Last week saw the delivery of one of the most ambitious Queen’s Speeches since 2005. With a total of 38 Bills to be introduced, the Government outlined a super busy legislative agenda for the year ahead. The volume of Bills to achieve in just 12 months leads many to question where compromises will be made when time runs out.

The cost-of-living crisis was highlighted in the speech as a priority for the Government as a gesture that the financial pressures facing households and the plights of voters are being listened to. However, on closer inspection one could be mistaken for believing this not to be the case as there were no announcements on how the Government will actually tackle the crisis. It could be argued that this is the Government’s first compromise, or simply that they are tone-deaf on the public’s priorities.

It is no secret that the UK finds itself with a stuttering economy at present. Money resolutions required from the Treasury for Bills before parliament will be the biggest hindrance to their passing to Royal Assent. Raising more taxes and writing more cheques to solve the problem, creates a political challenge, so the Treasury may instead ask that the underlying cause of the problem is resolved to avoid a financial sticking plaster that needs to be continually topped up.

The winter months will be the biggest test of this with rising energy bills hitting the poor hardest. so No10 may be prepared to push for a quick fix answer.  Reforms to the wholesale energy market can be made but those structural changes will take time to deliver and time is not on their side.

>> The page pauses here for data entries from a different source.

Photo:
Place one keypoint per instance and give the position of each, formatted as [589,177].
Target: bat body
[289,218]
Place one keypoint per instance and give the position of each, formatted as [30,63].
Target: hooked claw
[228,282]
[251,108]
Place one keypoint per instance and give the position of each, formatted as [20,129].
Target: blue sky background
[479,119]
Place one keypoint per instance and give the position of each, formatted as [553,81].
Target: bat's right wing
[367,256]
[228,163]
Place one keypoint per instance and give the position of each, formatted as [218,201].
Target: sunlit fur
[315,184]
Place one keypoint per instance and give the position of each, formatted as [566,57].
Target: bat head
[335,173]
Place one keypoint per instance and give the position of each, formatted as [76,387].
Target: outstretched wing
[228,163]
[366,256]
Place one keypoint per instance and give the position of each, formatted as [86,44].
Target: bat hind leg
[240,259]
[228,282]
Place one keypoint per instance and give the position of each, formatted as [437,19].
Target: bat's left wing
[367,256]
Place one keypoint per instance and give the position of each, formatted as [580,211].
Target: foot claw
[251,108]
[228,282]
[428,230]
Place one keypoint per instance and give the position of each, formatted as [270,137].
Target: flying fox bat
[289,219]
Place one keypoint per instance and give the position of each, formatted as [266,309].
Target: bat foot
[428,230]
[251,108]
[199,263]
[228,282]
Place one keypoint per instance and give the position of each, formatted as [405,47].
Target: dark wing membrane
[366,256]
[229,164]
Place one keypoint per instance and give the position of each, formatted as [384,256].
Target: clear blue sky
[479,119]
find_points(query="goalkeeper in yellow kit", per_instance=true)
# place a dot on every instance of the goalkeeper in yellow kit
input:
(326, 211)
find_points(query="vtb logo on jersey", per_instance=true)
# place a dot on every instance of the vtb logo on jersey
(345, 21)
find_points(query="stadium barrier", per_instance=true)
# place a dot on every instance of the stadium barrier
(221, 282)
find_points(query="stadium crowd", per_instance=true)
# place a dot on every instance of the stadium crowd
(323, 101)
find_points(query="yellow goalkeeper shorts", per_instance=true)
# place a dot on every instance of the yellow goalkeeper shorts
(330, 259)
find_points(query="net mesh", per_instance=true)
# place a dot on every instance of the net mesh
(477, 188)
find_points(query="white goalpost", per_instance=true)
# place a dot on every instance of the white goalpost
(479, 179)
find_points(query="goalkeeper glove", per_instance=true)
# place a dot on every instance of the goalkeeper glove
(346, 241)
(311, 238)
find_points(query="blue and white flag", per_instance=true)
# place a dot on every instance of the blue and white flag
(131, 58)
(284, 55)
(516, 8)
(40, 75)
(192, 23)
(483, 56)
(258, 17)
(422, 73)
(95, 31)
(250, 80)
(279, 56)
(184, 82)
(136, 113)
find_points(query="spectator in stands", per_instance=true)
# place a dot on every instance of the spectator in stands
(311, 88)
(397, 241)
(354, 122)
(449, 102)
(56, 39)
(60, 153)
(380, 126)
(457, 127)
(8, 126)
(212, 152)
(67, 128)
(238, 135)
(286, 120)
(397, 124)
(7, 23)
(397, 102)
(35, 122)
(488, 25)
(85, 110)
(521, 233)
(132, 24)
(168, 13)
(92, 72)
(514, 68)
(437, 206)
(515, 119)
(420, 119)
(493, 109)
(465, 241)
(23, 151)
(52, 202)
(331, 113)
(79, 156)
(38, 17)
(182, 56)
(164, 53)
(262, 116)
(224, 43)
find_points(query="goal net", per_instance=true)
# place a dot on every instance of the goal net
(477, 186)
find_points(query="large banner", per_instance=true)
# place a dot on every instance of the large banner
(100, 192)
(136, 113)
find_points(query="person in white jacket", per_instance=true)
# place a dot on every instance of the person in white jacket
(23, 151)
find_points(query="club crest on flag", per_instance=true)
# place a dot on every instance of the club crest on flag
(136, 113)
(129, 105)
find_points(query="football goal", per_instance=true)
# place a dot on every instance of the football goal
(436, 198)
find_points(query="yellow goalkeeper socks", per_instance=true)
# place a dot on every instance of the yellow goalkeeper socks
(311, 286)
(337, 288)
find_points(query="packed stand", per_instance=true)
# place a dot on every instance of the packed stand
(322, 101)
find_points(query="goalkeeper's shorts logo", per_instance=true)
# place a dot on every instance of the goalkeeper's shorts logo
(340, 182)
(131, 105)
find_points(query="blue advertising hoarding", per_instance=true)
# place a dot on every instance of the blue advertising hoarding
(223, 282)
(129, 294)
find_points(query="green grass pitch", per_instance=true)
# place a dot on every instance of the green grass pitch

Whatever difficult decision the Government might take, they need to start asking themselves what type of Conservative Party they want to be?

Recently, the Government has demonstrated that it is in favour of raising taxes and big state interventions, a much-altered vision to the one described in the 2019 manifesto and the core conservative principles. Such measures have led to some factions in the Conservative Party (both members and backbench MPs) who question if their party still possesses the values which led to a landslide victory and the transformation of the previously unattainable Red Wall into a blue one.

Some argue extenuating circumstances such as the pandemic and the Ukrainian war have led to a global financial crisis making it hard to keep commitments made in manifestos past. However, the Government cannot escape that their actions for the foreseeable will be analysed through  the cost-of-living lens. Recent U-turns on policies, such as the banning of promotional offers and advertising of junk food, are a prime example of how they have to show consideration beyond the optics and focus on the impact. The junk food debate in particular has certainly led to the Government grappling with questions from backbenchers over, not just the policy, but the timing. Implementation of such measures at a time when people are struggling to afford to eat highlighted an ignorance of the plights of the public, and subsequently led to the policy being kicked into the long grass (at least for the moment).

It was hoped by No10 that the new parliamentary session was an opportunity for the Government to have a reset and refresh. It is, after all, their last chance to deliver meaningful solutions ahead of the 2024 election. Now is the time to secure the trust of the public, yet the volume of bills announced in the Queen’s Speech suggests the politics of “seeing to be doing” has taken over Whitehall. At the same time, there is a lack of legislative content that would ease public financial pressures. If the Government wants to reassure the public that they are listening, they need to demonstrate understanding and empathy for the crisis at hand.